Parent & Student Info

    Please fill out this form to allow your child to participate in youth events, provide medical authorization for your child should it become necessary, and to provide a general waiver for the church in case something should happen during an activity.


    Medical Information


    Terms & Conditions

    My child has my permission and consent to attend and participate in youth activities sponsored by the Dalraida church of Christ (hereinafter "Dalraida") located at 3740 Atlanta Highway, Montgomery, Alabama, and promoted by Jared Kelly (hereinafter “youth minister”) or any other members of Dalraida.

    I understand that travel is sometimes necessary and part of these activities and I hereby consent for my child to ride with the youth minister and/or other adult chaperone from Dalraida on the church bus or in private vehicles should it be necessary for any activity.

    I will assume full responsibility for my child’s behavior during any activity and will make sure that my child follows all rules that have been established by the youth minister or other adult chaperone from Dalraida for any activity or event. I understand that any violation of these rules by my child may result in a phone call and, if necessary, immediate pick-up of my child from the activity or event.

    I hereby authorize and appoint the youth minister and/or his agents, representatives, or assistants who are 18 years of age or older, who supervise the activities at Dalraida into whose care my child has been entrusted, to consent to medical care or dental care, or both, for my child in my absence.

    The authority granted by this authorization includes the authority to consent to any x-ray examination, anesthetic, medical, or surgical diagnosis or treatment and hospital care under the general or special supervision and upon the advice of or to be rendered by a licensed physician and surgeon for my child.

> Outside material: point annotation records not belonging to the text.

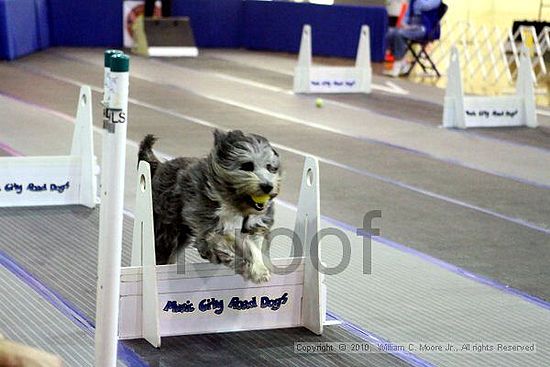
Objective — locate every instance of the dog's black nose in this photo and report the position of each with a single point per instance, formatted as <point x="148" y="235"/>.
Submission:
<point x="266" y="188"/>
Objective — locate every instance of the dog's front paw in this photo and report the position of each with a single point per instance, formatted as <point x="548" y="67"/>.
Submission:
<point x="258" y="273"/>
<point x="217" y="257"/>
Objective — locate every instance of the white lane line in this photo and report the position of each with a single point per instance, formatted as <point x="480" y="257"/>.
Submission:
<point x="321" y="159"/>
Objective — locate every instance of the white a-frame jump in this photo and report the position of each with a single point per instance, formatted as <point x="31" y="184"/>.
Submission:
<point x="55" y="180"/>
<point x="159" y="300"/>
<point x="333" y="79"/>
<point x="489" y="111"/>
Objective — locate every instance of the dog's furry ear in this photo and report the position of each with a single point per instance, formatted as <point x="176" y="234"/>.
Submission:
<point x="219" y="136"/>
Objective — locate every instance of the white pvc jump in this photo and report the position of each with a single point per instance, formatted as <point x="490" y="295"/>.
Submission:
<point x="55" y="180"/>
<point x="489" y="111"/>
<point x="333" y="79"/>
<point x="158" y="301"/>
<point x="150" y="301"/>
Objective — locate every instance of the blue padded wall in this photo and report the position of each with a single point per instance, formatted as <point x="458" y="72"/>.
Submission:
<point x="23" y="27"/>
<point x="278" y="26"/>
<point x="87" y="23"/>
<point x="215" y="23"/>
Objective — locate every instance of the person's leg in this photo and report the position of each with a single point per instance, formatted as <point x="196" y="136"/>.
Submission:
<point x="166" y="8"/>
<point x="149" y="8"/>
<point x="399" y="44"/>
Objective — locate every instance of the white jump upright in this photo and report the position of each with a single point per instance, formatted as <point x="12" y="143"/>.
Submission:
<point x="157" y="300"/>
<point x="489" y="111"/>
<point x="111" y="212"/>
<point x="55" y="180"/>
<point x="333" y="79"/>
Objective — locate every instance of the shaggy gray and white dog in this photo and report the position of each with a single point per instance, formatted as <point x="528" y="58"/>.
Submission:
<point x="213" y="202"/>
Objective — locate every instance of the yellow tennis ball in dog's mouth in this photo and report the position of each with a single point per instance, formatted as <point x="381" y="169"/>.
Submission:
<point x="260" y="199"/>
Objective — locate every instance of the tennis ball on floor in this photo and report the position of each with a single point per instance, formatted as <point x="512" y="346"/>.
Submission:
<point x="260" y="199"/>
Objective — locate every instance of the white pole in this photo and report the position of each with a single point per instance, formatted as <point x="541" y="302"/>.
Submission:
<point x="112" y="202"/>
<point x="106" y="145"/>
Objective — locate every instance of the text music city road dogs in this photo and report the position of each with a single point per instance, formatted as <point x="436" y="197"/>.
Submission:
<point x="17" y="188"/>
<point x="236" y="303"/>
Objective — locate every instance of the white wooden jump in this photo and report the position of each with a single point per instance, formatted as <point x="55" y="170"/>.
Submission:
<point x="55" y="180"/>
<point x="489" y="111"/>
<point x="333" y="79"/>
<point x="158" y="301"/>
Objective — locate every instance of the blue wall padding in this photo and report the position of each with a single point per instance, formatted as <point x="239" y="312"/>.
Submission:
<point x="30" y="25"/>
<point x="23" y="27"/>
<point x="215" y="23"/>
<point x="86" y="23"/>
<point x="335" y="29"/>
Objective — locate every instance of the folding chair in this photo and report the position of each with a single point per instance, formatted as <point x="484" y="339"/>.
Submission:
<point x="422" y="57"/>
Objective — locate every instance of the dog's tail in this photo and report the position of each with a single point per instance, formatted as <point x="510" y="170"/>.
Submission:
<point x="146" y="152"/>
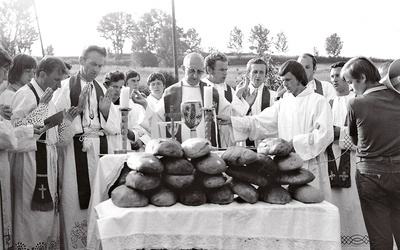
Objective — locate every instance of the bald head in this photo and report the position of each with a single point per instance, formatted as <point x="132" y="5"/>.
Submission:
<point x="193" y="66"/>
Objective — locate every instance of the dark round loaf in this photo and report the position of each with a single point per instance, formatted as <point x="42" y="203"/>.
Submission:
<point x="145" y="163"/>
<point x="123" y="196"/>
<point x="299" y="176"/>
<point x="178" y="181"/>
<point x="274" y="194"/>
<point x="238" y="156"/>
<point x="210" y="164"/>
<point x="244" y="190"/>
<point x="164" y="147"/>
<point x="220" y="195"/>
<point x="177" y="166"/>
<point x="196" y="147"/>
<point x="142" y="181"/>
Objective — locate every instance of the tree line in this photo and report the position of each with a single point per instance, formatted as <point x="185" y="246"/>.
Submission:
<point x="150" y="36"/>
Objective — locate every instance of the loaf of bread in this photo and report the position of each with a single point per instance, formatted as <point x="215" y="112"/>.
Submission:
<point x="248" y="174"/>
<point x="244" y="190"/>
<point x="264" y="164"/>
<point x="288" y="162"/>
<point x="306" y="193"/>
<point x="220" y="195"/>
<point x="164" y="147"/>
<point x="163" y="197"/>
<point x="142" y="181"/>
<point x="177" y="166"/>
<point x="239" y="156"/>
<point x="178" y="181"/>
<point x="274" y="146"/>
<point x="274" y="194"/>
<point x="299" y="176"/>
<point x="210" y="180"/>
<point x="196" y="147"/>
<point x="123" y="196"/>
<point x="145" y="163"/>
<point x="210" y="164"/>
<point x="192" y="197"/>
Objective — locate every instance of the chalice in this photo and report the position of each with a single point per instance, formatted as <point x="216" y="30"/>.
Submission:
<point x="192" y="114"/>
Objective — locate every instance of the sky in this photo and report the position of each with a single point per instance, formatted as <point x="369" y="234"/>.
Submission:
<point x="367" y="28"/>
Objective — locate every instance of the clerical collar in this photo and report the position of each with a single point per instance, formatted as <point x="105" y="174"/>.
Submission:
<point x="186" y="84"/>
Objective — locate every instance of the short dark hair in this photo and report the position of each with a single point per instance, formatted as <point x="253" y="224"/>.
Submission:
<point x="49" y="64"/>
<point x="5" y="59"/>
<point x="130" y="74"/>
<point x="312" y="57"/>
<point x="296" y="69"/>
<point x="96" y="48"/>
<point x="338" y="65"/>
<point x="113" y="76"/>
<point x="156" y="76"/>
<point x="212" y="59"/>
<point x="21" y="62"/>
<point x="257" y="60"/>
<point x="358" y="66"/>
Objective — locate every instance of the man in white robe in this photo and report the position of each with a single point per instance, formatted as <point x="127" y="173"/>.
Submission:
<point x="301" y="117"/>
<point x="188" y="89"/>
<point x="36" y="222"/>
<point x="342" y="175"/>
<point x="80" y="157"/>
<point x="231" y="102"/>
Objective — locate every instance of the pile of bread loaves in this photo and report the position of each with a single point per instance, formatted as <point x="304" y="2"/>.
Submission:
<point x="190" y="173"/>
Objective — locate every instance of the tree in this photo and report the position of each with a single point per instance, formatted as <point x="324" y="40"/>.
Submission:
<point x="281" y="43"/>
<point x="116" y="26"/>
<point x="192" y="40"/>
<point x="259" y="40"/>
<point x="236" y="41"/>
<point x="50" y="50"/>
<point x="17" y="33"/>
<point x="333" y="45"/>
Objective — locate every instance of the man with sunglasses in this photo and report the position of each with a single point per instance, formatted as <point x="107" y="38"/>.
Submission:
<point x="189" y="88"/>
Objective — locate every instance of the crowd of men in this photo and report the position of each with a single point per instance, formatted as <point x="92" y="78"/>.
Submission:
<point x="54" y="127"/>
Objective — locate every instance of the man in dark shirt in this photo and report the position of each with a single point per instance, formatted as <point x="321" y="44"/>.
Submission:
<point x="374" y="126"/>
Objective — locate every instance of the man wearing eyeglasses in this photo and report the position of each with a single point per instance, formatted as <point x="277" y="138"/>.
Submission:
<point x="98" y="117"/>
<point x="189" y="88"/>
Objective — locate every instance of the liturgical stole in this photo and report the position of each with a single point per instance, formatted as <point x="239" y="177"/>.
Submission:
<point x="81" y="163"/>
<point x="173" y="97"/>
<point x="41" y="200"/>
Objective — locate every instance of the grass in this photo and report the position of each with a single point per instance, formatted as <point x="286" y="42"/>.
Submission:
<point x="321" y="74"/>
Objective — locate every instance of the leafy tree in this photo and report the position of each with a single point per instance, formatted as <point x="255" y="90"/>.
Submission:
<point x="50" y="50"/>
<point x="17" y="33"/>
<point x="236" y="41"/>
<point x="333" y="45"/>
<point x="192" y="40"/>
<point x="259" y="40"/>
<point x="281" y="43"/>
<point x="116" y="26"/>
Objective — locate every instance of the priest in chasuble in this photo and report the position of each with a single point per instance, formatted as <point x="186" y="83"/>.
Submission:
<point x="189" y="88"/>
<point x="301" y="117"/>
<point x="34" y="174"/>
<point x="79" y="159"/>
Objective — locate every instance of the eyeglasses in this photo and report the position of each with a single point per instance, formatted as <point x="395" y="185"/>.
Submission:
<point x="195" y="71"/>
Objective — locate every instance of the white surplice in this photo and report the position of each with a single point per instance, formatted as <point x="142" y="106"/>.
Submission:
<point x="238" y="107"/>
<point x="73" y="218"/>
<point x="31" y="228"/>
<point x="306" y="119"/>
<point x="352" y="228"/>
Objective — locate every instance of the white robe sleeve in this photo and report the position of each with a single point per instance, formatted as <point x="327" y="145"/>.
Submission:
<point x="256" y="127"/>
<point x="311" y="144"/>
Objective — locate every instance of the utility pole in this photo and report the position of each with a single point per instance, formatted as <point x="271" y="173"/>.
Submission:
<point x="37" y="22"/>
<point x="174" y="41"/>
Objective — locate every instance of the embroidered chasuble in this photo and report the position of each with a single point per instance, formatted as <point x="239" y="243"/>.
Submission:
<point x="179" y="93"/>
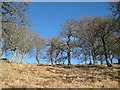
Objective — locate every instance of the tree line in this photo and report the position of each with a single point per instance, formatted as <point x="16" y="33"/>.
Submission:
<point x="89" y="39"/>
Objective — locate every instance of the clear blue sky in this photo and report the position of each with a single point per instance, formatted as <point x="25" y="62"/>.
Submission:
<point x="46" y="18"/>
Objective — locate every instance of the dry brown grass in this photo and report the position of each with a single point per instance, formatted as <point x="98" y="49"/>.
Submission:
<point x="44" y="76"/>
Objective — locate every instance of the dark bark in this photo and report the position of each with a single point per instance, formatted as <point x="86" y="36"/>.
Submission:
<point x="105" y="52"/>
<point x="68" y="51"/>
<point x="94" y="58"/>
<point x="101" y="60"/>
<point x="90" y="60"/>
<point x="37" y="57"/>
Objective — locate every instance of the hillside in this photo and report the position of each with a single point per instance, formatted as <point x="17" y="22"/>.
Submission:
<point x="15" y="75"/>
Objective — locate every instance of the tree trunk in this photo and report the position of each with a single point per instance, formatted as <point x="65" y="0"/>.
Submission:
<point x="105" y="52"/>
<point x="94" y="58"/>
<point x="68" y="51"/>
<point x="85" y="59"/>
<point x="13" y="56"/>
<point x="90" y="59"/>
<point x="17" y="57"/>
<point x="23" y="57"/>
<point x="37" y="57"/>
<point x="101" y="60"/>
<point x="56" y="57"/>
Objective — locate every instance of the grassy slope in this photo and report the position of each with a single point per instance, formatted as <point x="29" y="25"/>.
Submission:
<point x="40" y="76"/>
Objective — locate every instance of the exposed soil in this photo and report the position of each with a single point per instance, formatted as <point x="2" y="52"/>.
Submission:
<point x="13" y="75"/>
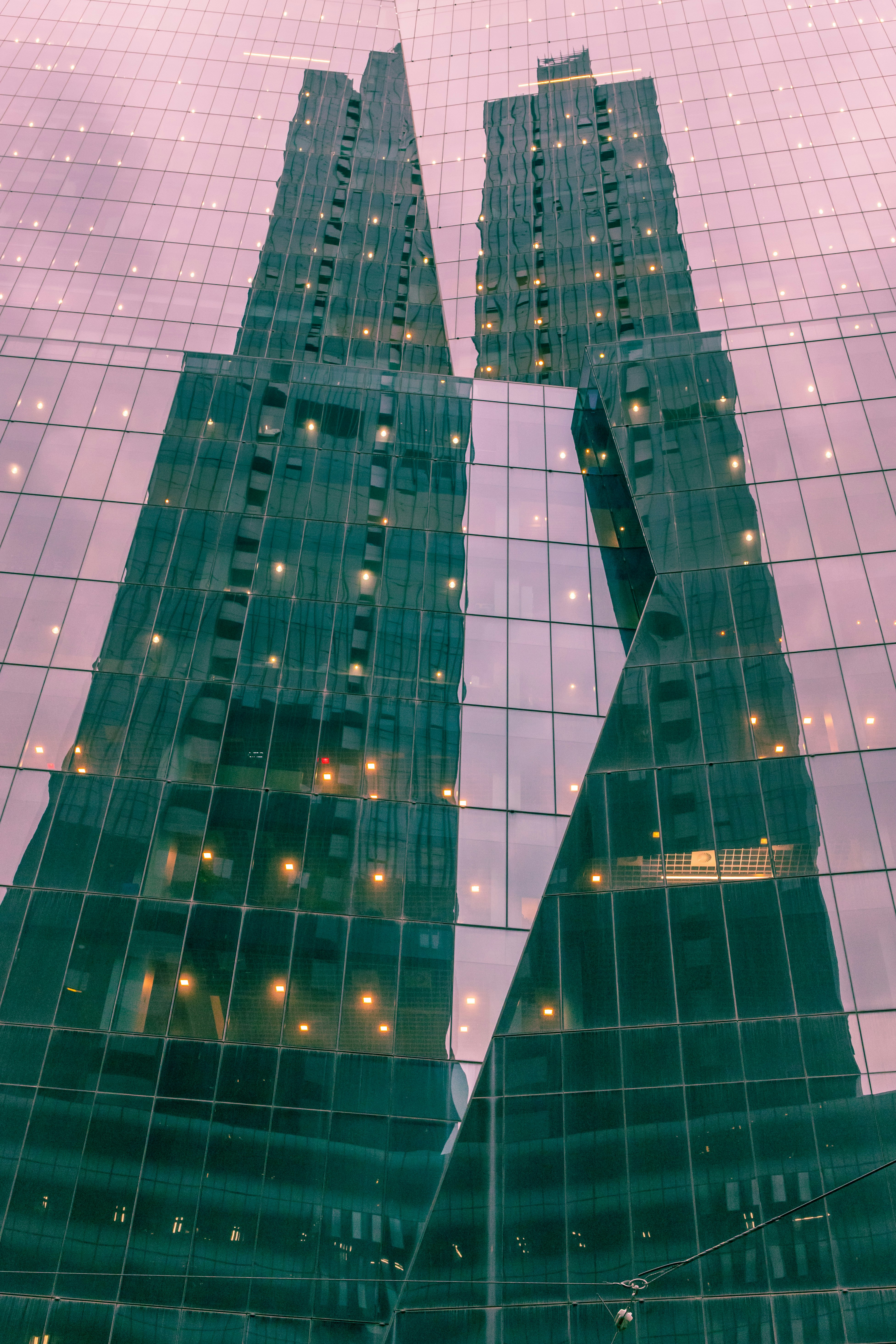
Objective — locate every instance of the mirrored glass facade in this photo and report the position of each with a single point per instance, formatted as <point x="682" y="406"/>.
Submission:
<point x="448" y="791"/>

This authority also extends to any x-ray examination, anesthetic, dental, or surgical diagnosis or treatment and hospital care by a licensed for my child.

    I further authorize the youth minister and/or his agents, representatives, or assistants who are 18 years of age or older, who supervise the activities at Dalraida to receive physical custody of my child, upon completion of any treatment, and I specifically instruct any treating health facility to surrender physical custody of my child to the youth minister and/or his agents, representatives, or assistants who are 18 years of age or older, who supervise the activities at Dalraida.

    It is understood that this authorization is given in advance of any special diagnosis, treatment, or hospital care being required but is given to provide authority and power on the part of the youth minister or his authorized designee, in the exercise of his best judgment, upon advice of such physician, dentist, and surgeon, may deem advisable.

    I hereby provide the forgoing medical information to be used in exercising any decisions related to my child under this authorization

    I agree to exempt and relieve Dalraida, its officers, agents, servants, and/or employees from liability for personal injury, property damage, or wrongful death of my child caused by any act of negligence of Dalraida and/or and its officers, agents, servants, or employees.

    For and in consideration of permitting my child to participate in any activity, using any facility or equipment of Dalraida, and engaging in and/or receiving instruction in any activity, some of which may involve known or unknown dangers or risk of bodily injury, I hereby voluntarily and absolutely release, discharge, waive, and relinquish any and all loss or damages, actions, or causes of action for personal injury, property damage, or wrongful death occurring my child as a result of using facilities or equipment of Dalraida, or engaging in or receiving instructions in any activities some of which may involve dangers and risk of bodily injury or in activities incidental thereto wherever or however the same may occur, and for whatever period said activities or instructions may continue.

    I agree, on behalf of myself, my heirs, executors, administrators, or assigns, that in the event any claim for personal injury, property damage, or wrongful death shall be prosecuted against Dalraida or its officers, agents, servants, or employees, that I will indemnify and hold harmless Dalraida and its officers, agents, servants, or employees from any and all claims or causes of action by my child or by any other person or entity, by whomever or wherever made or presented, and under no circumstances will I present any claim against Dalraida and said persons for personal injuries, property damage, wrongful death, or otherwise, caused by any act of negligence by Dalraida and said persons.

    I hereby attest that I have read this release, knowingly waive any other advisement on the potential dangers/risks for my child when engaging in activities at Dalraida, assume all risks to my child associated with activities at Dalraida, and am fully aware of and understand the terms and the legal consequences of signing this release. I knowingly and intentionally agree to this complete and unconditional release of all liability to the greatest extent allowed by law against Dalraida. I also agree that if any portion of this release is held invalid, it is agreed that the remainder shall, notwithstanding, continue in full legal force and effect.